The series saw Thanos assemble the dreaded Infinity Gems to give himself the ultimate cosmic power, then face off with just about every superhero and cosmic being in existence. Pérez would pencil the first four issues (while at the same time trying to finish up War of the Gods).

Pérez’s work also expanded outside of the big two around that time; he’d draw Malibu’s Ultraforce title, and he and Peter David co-created Sachs and Violens, which was published by Marvel’s Epic imprint.

The late 1990s saw Pérez return to a title he was familiar with — Marvel’s Avengers, this time with writer Kurt Busiek. He also teamed up with David again for Hulk: Future Imperfect, where they introduced a villainous Hulk from a world where he killed all of the other superheroes and called himself the Maestro.

And then came JLA/Avengers. Following the X-Men/New Teen Titans crossover special in the 1980s, the two publishers had attempted to bring together their two flagship super teams for a crossover — but it never made it to the comics page (The Beat has a two-part oral history of the failed crossover attempt you can read here and here). It wasn’t until the early 2000s, after regime changes at both companies and several other crossovers between their characters came out, including the DC vs. Marvel miniseries where fans voted on who would win in inter-company match-ups, that the crossover to end all crossovers finally happened. Busiek and Pérez put together an epic story involving both teams, which was first released as a prestige format four-issue miniseries.
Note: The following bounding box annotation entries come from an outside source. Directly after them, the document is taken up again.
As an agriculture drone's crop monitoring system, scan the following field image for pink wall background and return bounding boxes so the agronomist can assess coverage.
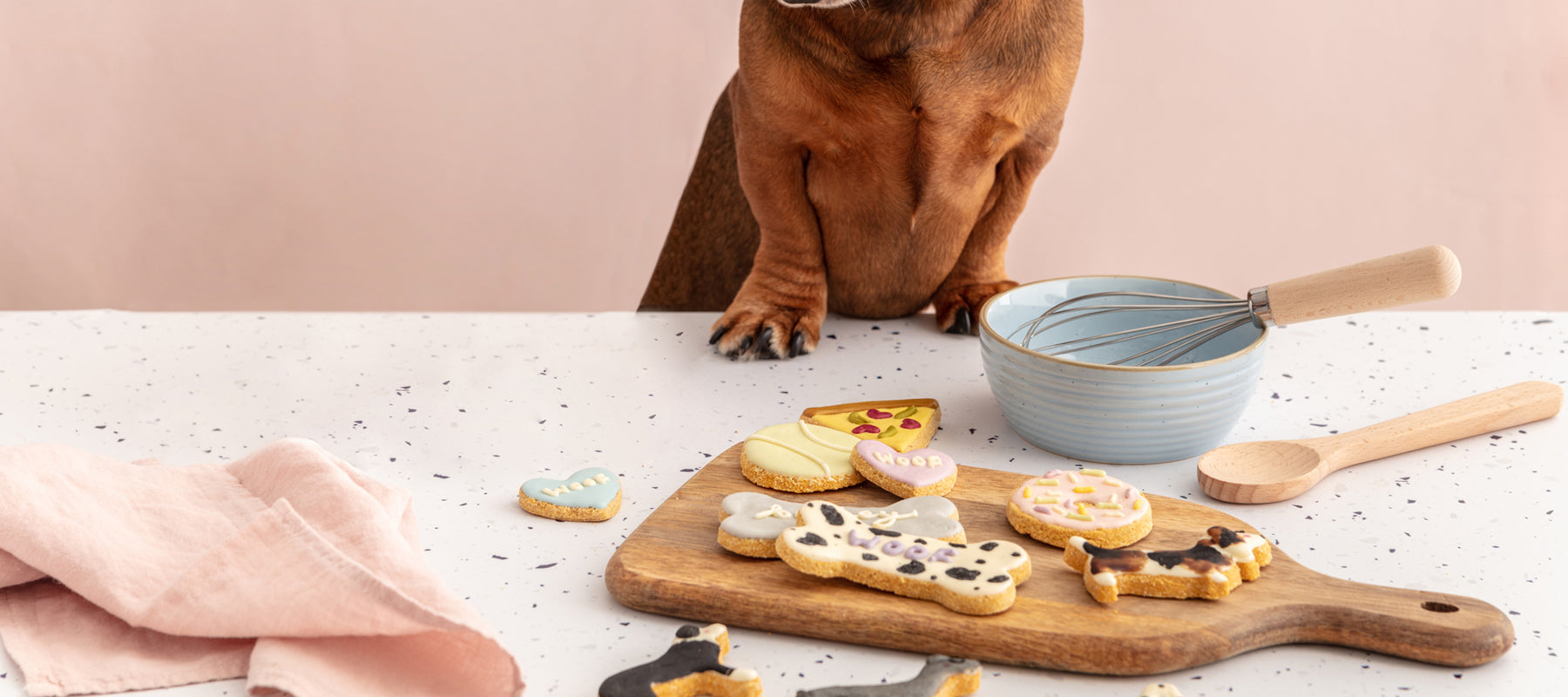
[0,0,1568,311]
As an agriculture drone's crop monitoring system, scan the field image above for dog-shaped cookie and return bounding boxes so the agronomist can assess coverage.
[598,625,762,697]
[639,0,1084,358]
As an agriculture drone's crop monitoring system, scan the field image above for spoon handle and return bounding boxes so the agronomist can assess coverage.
[1325,380,1564,471]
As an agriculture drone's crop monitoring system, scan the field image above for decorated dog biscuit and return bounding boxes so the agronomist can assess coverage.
[800,399,943,452]
[1198,526,1274,581]
[517,468,621,523]
[1062,526,1272,603]
[850,441,958,497]
[718,491,964,558]
[1007,470,1154,548]
[795,656,980,697]
[778,501,1029,615]
[740,421,866,493]
[599,625,762,697]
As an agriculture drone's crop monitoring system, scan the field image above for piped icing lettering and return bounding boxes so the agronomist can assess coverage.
[1011,470,1149,531]
[522,468,621,509]
[741,421,859,477]
[778,501,1029,614]
[718,491,964,540]
[855,441,958,488]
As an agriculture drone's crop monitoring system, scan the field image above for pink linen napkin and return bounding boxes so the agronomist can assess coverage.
[0,438,524,697]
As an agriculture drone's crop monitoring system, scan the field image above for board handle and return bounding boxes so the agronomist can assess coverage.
[1266,572,1513,667]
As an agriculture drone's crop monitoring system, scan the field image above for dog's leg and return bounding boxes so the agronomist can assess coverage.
[709,82,828,358]
[931,133,1057,335]
[637,75,757,311]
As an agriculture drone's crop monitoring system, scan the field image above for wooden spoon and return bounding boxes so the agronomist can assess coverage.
[1198,380,1564,504]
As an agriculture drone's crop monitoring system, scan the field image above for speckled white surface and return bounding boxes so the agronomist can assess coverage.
[0,311,1568,697]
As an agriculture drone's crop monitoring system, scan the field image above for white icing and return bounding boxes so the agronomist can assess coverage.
[743,423,859,477]
[720,491,964,540]
[780,501,1029,597]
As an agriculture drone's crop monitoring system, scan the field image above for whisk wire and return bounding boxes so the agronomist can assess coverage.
[1008,292,1254,366]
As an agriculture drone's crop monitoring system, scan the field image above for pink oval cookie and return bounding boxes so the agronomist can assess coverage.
[850,441,958,497]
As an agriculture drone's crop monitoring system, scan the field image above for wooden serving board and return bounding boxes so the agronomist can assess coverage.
[605,444,1513,675]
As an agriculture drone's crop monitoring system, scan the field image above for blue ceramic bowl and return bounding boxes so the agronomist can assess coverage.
[980,276,1267,464]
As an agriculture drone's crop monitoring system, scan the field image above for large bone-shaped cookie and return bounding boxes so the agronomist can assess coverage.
[778,501,1031,615]
[718,491,964,558]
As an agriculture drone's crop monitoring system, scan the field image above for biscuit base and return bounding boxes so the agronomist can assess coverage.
[1007,501,1154,550]
[1235,540,1274,581]
[517,490,624,523]
[740,452,866,493]
[652,670,762,697]
[850,450,958,499]
[776,537,1031,615]
[931,673,980,697]
[718,529,780,558]
[1062,535,1242,603]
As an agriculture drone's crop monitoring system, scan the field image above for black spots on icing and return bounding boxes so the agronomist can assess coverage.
[821,504,843,527]
[947,566,980,581]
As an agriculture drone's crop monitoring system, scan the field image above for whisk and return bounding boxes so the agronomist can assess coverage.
[1008,245,1460,366]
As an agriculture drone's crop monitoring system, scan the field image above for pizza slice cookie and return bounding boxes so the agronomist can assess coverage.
[718,491,964,558]
[517,468,621,523]
[1007,470,1154,550]
[740,421,866,493]
[778,501,1031,615]
[800,399,943,452]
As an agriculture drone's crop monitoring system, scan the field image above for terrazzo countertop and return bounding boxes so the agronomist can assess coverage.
[0,311,1568,697]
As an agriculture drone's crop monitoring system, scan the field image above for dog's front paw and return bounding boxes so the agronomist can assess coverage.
[931,281,1017,335]
[707,298,827,358]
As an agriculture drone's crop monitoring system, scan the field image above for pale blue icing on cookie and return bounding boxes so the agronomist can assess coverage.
[522,468,621,509]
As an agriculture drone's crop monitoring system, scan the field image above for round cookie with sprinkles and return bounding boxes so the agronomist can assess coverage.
[1007,470,1154,550]
[517,468,621,523]
[740,421,866,493]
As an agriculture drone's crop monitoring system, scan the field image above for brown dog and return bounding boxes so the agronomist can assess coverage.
[639,0,1084,358]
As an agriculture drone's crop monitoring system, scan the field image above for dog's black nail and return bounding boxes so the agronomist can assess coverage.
[757,327,780,358]
[947,308,974,335]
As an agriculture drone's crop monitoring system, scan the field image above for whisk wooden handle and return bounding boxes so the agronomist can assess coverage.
[1268,245,1460,327]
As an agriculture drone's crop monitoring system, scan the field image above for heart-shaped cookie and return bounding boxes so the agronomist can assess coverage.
[517,468,621,521]
[850,441,958,497]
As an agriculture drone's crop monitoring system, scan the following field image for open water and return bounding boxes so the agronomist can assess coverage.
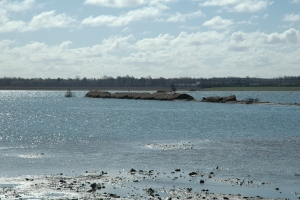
[0,91,300,199]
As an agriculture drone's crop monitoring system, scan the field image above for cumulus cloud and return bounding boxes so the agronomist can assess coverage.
[199,0,273,12]
[283,13,300,22]
[84,0,176,8]
[202,16,233,29]
[0,0,35,12]
[162,10,205,22]
[84,0,146,8]
[229,28,300,51]
[0,10,76,32]
[81,7,166,26]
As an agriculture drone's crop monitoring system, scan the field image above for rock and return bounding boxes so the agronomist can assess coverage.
[201,95,237,103]
[90,183,97,189]
[129,168,136,174]
[189,172,198,176]
[85,91,194,101]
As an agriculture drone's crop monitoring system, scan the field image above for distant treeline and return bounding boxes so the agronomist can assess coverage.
[0,75,300,88]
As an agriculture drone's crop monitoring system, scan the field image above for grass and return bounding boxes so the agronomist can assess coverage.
[205,87,300,91]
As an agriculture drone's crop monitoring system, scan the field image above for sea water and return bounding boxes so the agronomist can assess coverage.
[0,91,300,198]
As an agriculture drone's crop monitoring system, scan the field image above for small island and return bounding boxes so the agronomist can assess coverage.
[85,91,195,101]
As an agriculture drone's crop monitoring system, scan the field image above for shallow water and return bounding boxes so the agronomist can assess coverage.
[0,91,300,198]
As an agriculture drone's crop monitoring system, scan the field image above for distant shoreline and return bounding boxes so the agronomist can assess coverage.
[0,87,300,92]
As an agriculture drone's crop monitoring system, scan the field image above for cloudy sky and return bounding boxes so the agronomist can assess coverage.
[0,0,300,78]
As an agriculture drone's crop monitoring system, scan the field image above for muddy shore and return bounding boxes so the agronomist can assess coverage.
[0,167,290,200]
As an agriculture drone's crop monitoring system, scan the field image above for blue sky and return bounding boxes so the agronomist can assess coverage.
[0,0,300,78]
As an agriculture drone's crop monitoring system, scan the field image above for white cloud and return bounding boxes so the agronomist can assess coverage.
[165,10,205,22]
[202,16,233,29]
[199,0,273,12]
[283,13,300,22]
[24,10,76,31]
[84,0,177,8]
[229,28,300,51]
[233,1,272,12]
[0,10,76,32]
[0,0,35,12]
[84,0,146,8]
[81,7,166,26]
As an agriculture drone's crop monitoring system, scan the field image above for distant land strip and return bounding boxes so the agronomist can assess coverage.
[0,87,300,91]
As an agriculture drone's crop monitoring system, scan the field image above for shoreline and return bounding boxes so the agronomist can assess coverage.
[0,87,300,92]
[0,167,292,200]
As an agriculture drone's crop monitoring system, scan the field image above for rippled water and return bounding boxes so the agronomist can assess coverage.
[0,91,300,197]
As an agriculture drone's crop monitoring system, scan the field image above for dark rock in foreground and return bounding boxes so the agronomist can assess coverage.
[85,91,194,101]
[201,95,237,103]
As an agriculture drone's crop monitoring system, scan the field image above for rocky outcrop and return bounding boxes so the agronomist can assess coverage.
[85,91,194,101]
[201,95,237,103]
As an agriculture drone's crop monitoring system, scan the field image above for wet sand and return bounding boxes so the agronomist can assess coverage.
[0,166,299,200]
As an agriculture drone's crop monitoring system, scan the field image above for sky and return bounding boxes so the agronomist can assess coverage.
[0,0,300,78]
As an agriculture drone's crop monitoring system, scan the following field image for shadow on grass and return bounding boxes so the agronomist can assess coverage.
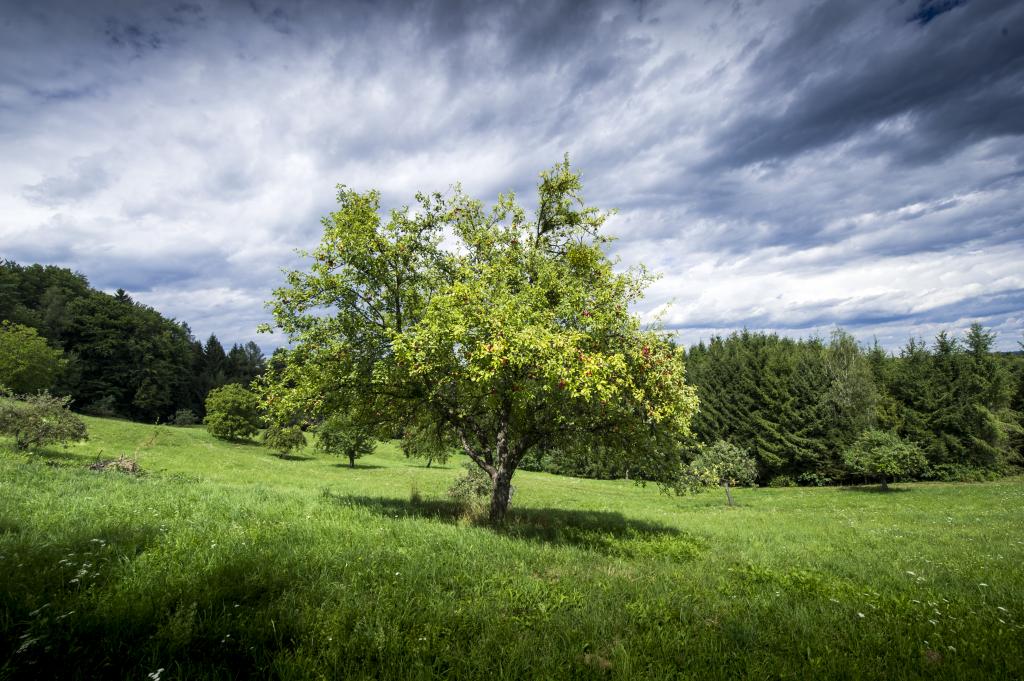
[324,490,703,562]
[840,484,913,495]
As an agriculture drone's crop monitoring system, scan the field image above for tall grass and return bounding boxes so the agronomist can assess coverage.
[0,419,1024,679]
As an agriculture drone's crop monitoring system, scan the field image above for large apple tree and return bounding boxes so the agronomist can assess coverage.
[262,158,697,523]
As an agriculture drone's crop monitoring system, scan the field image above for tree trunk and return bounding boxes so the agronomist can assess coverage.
[488,466,512,525]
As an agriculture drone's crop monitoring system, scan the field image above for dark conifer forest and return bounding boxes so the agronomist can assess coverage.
[0,261,264,422]
[0,261,1024,486]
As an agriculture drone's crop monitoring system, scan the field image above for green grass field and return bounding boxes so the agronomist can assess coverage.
[0,419,1024,680]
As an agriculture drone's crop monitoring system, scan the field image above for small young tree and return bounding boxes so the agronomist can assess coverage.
[263,424,306,458]
[171,409,197,426]
[0,392,88,450]
[0,322,66,394]
[686,440,758,506]
[843,429,928,490]
[316,412,374,468]
[203,383,259,439]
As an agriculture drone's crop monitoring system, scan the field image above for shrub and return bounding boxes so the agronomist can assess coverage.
[263,424,306,457]
[843,429,928,490]
[0,392,88,450]
[203,383,259,439]
[82,395,118,418]
[316,412,374,468]
[171,409,199,426]
[0,321,67,393]
[683,440,758,506]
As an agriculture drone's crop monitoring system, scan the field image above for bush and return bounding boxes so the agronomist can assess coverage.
[923,464,999,482]
[263,424,306,457]
[843,429,928,490]
[203,383,259,439]
[0,321,67,393]
[316,412,374,468]
[82,395,118,418]
[0,392,88,450]
[677,440,758,506]
[171,409,199,426]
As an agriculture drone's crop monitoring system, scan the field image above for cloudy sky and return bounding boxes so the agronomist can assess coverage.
[0,0,1024,349]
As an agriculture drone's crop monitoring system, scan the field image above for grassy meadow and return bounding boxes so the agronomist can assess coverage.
[0,419,1024,680]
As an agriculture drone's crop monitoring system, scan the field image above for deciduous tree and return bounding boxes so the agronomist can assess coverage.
[263,159,697,522]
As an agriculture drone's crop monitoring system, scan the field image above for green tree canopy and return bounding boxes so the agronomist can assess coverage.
[0,322,66,394]
[263,159,697,522]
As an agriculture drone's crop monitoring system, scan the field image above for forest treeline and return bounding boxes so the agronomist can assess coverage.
[524,325,1024,486]
[687,324,1024,484]
[0,256,1024,485]
[0,260,265,422]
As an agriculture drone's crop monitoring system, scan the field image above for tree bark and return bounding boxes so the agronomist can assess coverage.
[488,466,512,525]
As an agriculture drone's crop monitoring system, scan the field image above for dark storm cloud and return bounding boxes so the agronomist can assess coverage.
[0,0,1024,343]
[708,0,1024,168]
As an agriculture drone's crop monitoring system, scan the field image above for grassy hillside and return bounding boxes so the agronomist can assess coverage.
[0,419,1024,679]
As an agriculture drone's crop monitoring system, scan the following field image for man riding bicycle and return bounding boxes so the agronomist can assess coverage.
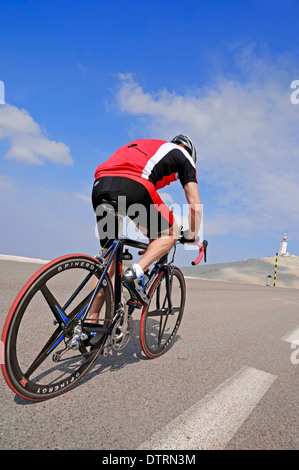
[90,134,201,318]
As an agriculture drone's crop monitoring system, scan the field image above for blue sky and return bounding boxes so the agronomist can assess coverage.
[0,0,299,265]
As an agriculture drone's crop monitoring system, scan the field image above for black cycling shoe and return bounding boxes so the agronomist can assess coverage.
[123,268,149,308]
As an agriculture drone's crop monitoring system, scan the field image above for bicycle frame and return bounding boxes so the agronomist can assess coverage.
[67,238,172,333]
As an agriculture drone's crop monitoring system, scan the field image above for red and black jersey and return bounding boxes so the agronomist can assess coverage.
[95,139,197,189]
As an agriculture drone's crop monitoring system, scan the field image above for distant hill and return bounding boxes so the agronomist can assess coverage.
[182,256,299,289]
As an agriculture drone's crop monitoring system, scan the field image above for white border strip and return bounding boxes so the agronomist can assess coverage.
[139,367,276,450]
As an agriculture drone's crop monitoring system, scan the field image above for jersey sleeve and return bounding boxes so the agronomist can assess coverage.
[175,149,197,187]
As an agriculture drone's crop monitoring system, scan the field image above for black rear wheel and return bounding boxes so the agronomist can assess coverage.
[2,255,113,400]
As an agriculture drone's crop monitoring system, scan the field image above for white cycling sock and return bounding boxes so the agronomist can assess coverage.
[132,263,144,277]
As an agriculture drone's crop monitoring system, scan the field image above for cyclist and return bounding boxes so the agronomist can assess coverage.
[90,134,201,318]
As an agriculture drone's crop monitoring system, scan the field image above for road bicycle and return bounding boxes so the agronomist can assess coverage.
[1,201,207,401]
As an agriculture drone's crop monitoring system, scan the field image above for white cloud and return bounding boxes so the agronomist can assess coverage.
[0,105,73,165]
[117,52,299,236]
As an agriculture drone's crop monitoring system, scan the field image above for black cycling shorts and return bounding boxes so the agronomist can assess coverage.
[92,176,174,248]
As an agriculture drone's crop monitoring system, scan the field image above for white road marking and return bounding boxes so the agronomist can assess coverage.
[139,367,276,450]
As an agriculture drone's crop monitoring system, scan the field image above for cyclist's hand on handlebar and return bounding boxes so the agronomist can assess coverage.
[179,230,199,244]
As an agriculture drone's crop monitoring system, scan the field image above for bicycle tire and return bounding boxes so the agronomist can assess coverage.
[1,254,113,401]
[140,267,186,359]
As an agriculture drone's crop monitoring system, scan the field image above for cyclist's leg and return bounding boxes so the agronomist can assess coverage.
[138,222,179,271]
[132,187,179,271]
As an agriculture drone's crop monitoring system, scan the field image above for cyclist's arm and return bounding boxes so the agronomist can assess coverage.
[184,181,202,239]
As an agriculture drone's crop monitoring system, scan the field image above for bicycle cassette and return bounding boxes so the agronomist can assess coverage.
[110,316,134,351]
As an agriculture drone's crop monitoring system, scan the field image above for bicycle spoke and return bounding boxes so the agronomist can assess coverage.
[40,284,68,323]
[140,268,185,358]
[24,327,64,378]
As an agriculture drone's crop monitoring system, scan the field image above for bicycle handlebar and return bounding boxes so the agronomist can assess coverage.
[138,240,208,266]
[191,240,208,266]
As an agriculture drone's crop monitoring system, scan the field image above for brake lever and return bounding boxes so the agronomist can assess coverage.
[191,240,208,266]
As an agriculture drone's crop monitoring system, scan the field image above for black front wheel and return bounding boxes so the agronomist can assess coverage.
[2,255,113,401]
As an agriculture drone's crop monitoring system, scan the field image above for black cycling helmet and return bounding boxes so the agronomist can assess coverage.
[170,134,196,163]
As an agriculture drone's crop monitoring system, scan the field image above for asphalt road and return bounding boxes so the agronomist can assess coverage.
[0,261,299,450]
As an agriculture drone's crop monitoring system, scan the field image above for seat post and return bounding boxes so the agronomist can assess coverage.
[117,214,124,238]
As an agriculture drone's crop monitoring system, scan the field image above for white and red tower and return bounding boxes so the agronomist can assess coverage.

I still remember when this project was announced; it was really strange seeing this first cover and the mix of characters, and it took a few moments to register what I was seeing, that hey — these are characters from two different publishers intermingling here. Drawn by Pérez, they just naturally went together.

“George Pérez had an art style that was both dynamic and incredibly expressive,” said DC Publisher and Chief Creative Officer Jim Lee. “His art was the perfect storytelling canvas for some of the most important events in DC history. While he will be sorely missed, his work will live on with a countless number of fans, as well as all the talent he’s influenced over the years.”

It’s also fitting that he did so much for the Hero Initiative, an organization dedicated to helping comic creators in need.

Pérez was inducted into the Will Eisner Hall of Fame in 2017. His impact on the comics industry, superheroes stories and the language of comics storytelling will last forever. I’ll never be able to think of the Avengers, Justice League or Teen Titans and not see a George Pérez drawing in my head.